Helemaal op het einde van de uitzending tracht Robberechts de kritiek op zijn project voor te zijn. Hij stelt: ‘Die hele onderneming dus op het einde van elk cahier is zowat de bureaucratie van de tekst. Er zijn mensen die daar vies van zijn. Daarop zeg ik dan: ja, bureaucratie is iets afschuwelijks wanneer het om mensen gaat, maar een tekst dat is juist iets waar je al je bureaucratische neigingen op kan botvieren, terecht naar mijn gevoel’. Een tekstbureaucraat had in 1981 een hele karwei te verrichten: schrijven, herschrijven, overschrijven, overtikken, stencilen, de stencils afdraaien, de stencils bundelen en dan herlezen en nog eens herlezen en de onderstreepte passages noteren in twee registers. Slavenarbeid. Robberechts was zich daarvan ten zeerste bewust. Ergens tussen de uitleg over het eerste en het tweede register in merkt hij ietwat klagerig op: ‘Ik heb geen computer ter beschikking, al zou ik dat eigenlijk wel graag hebben’. Het hoge woord was eruit: de computer. Reeds in 1981, amper vier jaar na de start van het productieproces van de totaaltekst, droomde Robberechts dus al van de machine. Het is niet overdreven te stellen dat de totaaltekst, zoals Robberechts die gedefinieerd had en zoals hij die wou produceren, zijn tijd (ver) vooruit was. De totaaltekst ‘veronderstelde’ immers de machine, die evenwel nog niet beschikbaar was voor de man in de straat. Robberechts was in zekere zin te vroeg aan de totaaltekst begonnen! De mechanische, bureaucratische, machinale aanpak die Robberechts voorstond, was eigenlijk alleen maar tot een goed einde te brengen met een personal computer. Toen Robberechts dan in 1986 de eerste Apple kocht die op de Belgische markt kwam, stortte hij zich met overgave op de nieuwe technologie. Op 1 december 1986 schrijft hij voor het eerst in zijn elektronische dagboek: ‘Het ‘nieuwe boek’ dat op computerschijf zou verschijnen i.p.v. gedrukt: ik zou absoluut niet enthousiast zijn, maar wel wanneer samen met elk verschijnend boek ook de schijf ervan geleverd zou worden: niet alleen hoef je geen indexen meer te hebben, maar van elk woord dat je opvalt zou je meteen kunnen nagaan waar het nog in de tekst voorkomt.’ Voor zover het nog nodig was, maakt deze notitie duidelijk dat de computer tegemoet kwam aan Robberechts’ onlesbare verlangen naar totale (bureaucratische) controle.

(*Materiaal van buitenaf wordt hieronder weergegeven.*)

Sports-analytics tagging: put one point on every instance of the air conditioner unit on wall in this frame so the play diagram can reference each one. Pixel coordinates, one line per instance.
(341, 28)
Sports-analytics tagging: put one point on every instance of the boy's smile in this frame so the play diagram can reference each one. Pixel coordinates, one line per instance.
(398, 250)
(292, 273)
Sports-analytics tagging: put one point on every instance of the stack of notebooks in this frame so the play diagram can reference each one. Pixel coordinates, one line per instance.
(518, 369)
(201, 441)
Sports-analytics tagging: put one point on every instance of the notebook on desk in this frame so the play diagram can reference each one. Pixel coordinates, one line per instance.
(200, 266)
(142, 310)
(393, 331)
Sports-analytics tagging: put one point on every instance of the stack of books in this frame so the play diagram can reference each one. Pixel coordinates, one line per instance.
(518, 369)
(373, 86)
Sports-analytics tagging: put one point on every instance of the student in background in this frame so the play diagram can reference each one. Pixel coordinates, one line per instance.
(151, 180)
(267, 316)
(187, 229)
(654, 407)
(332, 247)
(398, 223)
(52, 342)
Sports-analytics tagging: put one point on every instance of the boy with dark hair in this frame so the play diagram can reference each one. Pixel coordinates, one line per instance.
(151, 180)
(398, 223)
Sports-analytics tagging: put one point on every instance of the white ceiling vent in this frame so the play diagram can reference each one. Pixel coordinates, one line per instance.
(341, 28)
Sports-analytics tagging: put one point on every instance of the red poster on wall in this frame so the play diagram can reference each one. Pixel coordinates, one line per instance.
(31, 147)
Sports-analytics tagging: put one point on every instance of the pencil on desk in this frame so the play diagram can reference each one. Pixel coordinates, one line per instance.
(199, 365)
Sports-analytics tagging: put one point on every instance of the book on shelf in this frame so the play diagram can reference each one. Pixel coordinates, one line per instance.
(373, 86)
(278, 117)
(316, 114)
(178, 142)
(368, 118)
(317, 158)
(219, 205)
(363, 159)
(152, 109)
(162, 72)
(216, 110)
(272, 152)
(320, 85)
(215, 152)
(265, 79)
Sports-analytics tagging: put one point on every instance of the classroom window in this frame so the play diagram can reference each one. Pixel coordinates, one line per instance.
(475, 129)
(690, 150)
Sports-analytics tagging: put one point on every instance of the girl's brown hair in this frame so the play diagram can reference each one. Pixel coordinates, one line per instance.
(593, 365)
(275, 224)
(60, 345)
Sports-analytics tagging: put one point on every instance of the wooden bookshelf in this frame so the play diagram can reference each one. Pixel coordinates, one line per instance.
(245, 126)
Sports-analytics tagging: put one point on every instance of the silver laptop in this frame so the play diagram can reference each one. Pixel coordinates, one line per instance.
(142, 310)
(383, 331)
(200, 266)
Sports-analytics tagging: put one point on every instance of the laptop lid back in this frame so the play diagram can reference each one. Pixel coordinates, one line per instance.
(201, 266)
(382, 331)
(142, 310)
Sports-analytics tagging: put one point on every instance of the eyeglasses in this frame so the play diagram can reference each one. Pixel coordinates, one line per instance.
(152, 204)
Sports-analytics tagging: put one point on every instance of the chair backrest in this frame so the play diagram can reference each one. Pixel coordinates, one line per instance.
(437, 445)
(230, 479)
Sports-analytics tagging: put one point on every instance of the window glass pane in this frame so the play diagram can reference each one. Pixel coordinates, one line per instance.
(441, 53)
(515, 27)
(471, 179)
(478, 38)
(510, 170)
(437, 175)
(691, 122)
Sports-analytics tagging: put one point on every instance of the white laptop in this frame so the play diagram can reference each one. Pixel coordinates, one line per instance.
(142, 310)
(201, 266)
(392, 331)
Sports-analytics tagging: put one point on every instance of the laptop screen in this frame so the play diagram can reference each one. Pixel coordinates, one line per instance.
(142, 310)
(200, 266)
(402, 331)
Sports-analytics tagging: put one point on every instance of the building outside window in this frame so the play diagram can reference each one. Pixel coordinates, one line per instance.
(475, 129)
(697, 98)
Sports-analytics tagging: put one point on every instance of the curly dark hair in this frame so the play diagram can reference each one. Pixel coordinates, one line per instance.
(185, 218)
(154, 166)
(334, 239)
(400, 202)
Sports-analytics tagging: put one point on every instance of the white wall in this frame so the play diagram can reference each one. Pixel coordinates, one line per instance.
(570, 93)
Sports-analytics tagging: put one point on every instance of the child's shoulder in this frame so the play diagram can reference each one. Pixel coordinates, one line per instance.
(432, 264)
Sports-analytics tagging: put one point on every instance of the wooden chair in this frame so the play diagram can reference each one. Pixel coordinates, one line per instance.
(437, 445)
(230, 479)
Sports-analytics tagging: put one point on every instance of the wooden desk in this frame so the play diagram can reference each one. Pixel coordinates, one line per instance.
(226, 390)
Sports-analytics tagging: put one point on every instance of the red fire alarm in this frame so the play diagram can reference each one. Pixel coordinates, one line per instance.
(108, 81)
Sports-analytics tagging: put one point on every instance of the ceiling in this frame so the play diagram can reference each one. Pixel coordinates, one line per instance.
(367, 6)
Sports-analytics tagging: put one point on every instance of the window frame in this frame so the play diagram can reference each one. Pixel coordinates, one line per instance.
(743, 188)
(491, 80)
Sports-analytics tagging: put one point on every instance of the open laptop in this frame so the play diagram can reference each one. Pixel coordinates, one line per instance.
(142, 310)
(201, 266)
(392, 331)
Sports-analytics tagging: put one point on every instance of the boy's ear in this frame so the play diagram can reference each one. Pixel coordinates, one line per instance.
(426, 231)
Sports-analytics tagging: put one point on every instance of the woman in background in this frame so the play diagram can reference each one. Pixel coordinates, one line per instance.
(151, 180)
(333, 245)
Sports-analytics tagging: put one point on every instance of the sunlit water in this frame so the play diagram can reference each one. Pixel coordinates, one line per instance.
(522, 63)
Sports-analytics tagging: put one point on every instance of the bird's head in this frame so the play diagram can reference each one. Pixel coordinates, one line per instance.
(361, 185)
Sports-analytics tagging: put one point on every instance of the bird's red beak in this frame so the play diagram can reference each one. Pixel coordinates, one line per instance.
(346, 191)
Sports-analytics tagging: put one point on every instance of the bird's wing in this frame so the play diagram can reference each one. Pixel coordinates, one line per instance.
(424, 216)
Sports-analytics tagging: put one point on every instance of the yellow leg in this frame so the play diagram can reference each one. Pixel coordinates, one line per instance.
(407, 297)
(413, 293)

Niet zozeer met de aankomst van de computer, wel met de start van de totaaltekst (die immers de machine of het machinale impliceerde), nam Robberechts afscheid van drie teksten – Verwoordingen, Brokken en Subjecten – waarvan de inzet nochtans min of meer dezelfde was als die van de totaaltekst. Dat hij nooit meer zo’n agressieve en ontregelde teksten heeft geschreven, heeft er alleen mee te maken dat hij deze teksten niet (volledig of ‘totalitair’) ‘in de hand had gehouden’. [4] Brutaal, doldwaas, gemeen lachten die teksten iedereen uit: de lezer… maar ook de schrijver (die de tekst niet alléén geschreven had, maar samen met E.N. & E.P. Boerdam, Boerman en ‘vele anderen’). De start van de totaaltekst, de komst van de machine betekenden het even abrupte als jammerlijke einde van OnderwerpeN. Vanaf dat moment was elke letter, elk woord, elke zin, elke regelval onderworpen aan één ondeelbare auteur, Daniël Robberechts.

 

Noten

1 Deze (letterlijk weergegeven) suggestie doet Georges Adé in zijn bijdrage De woorden van een andere [omtrent Praag Schrijven [PS] van Daniël Robberechts [D]], in: Het Nieuw Vlaams Tijdschrift, jrg. 28, nr. 9, november 1975, p. 857.

2 Voor deze tijdsaanduiding baseer ik me op wat Robberechts aangaf in een interview met Hugo Bousset in 1980, zie: Hugo Bousset, Leesmacht voor de lezer. Gesprek met Daniël Robberechts, in: Schrijven aan een opus. Gesprekken met 9 Vlaamse auteurs, Antwerpen/Amsterdam, Manteau, 1982, p. 72.

3 Eerder had Robberechts onder het pseudoniem Jan Maris Brief aan een bisschop gepubliceerd (Brugge, Uitgeverij De Galge, 1967). In Heibel signeerde hij enkele van zijn essays met de wel erg doorzichtige schuilnaam Robrecht Daniëls.

4 In De achterkamer zegt Robberechts: ‘De uiteindelijke bedoeling van de twee registers is alles zoveel mogelijk in de hand te houden, zoveel mogelijk bewust te zijn van wat ik eigenlijk bedoel, van wat ik eigenlijk gedaan heb.’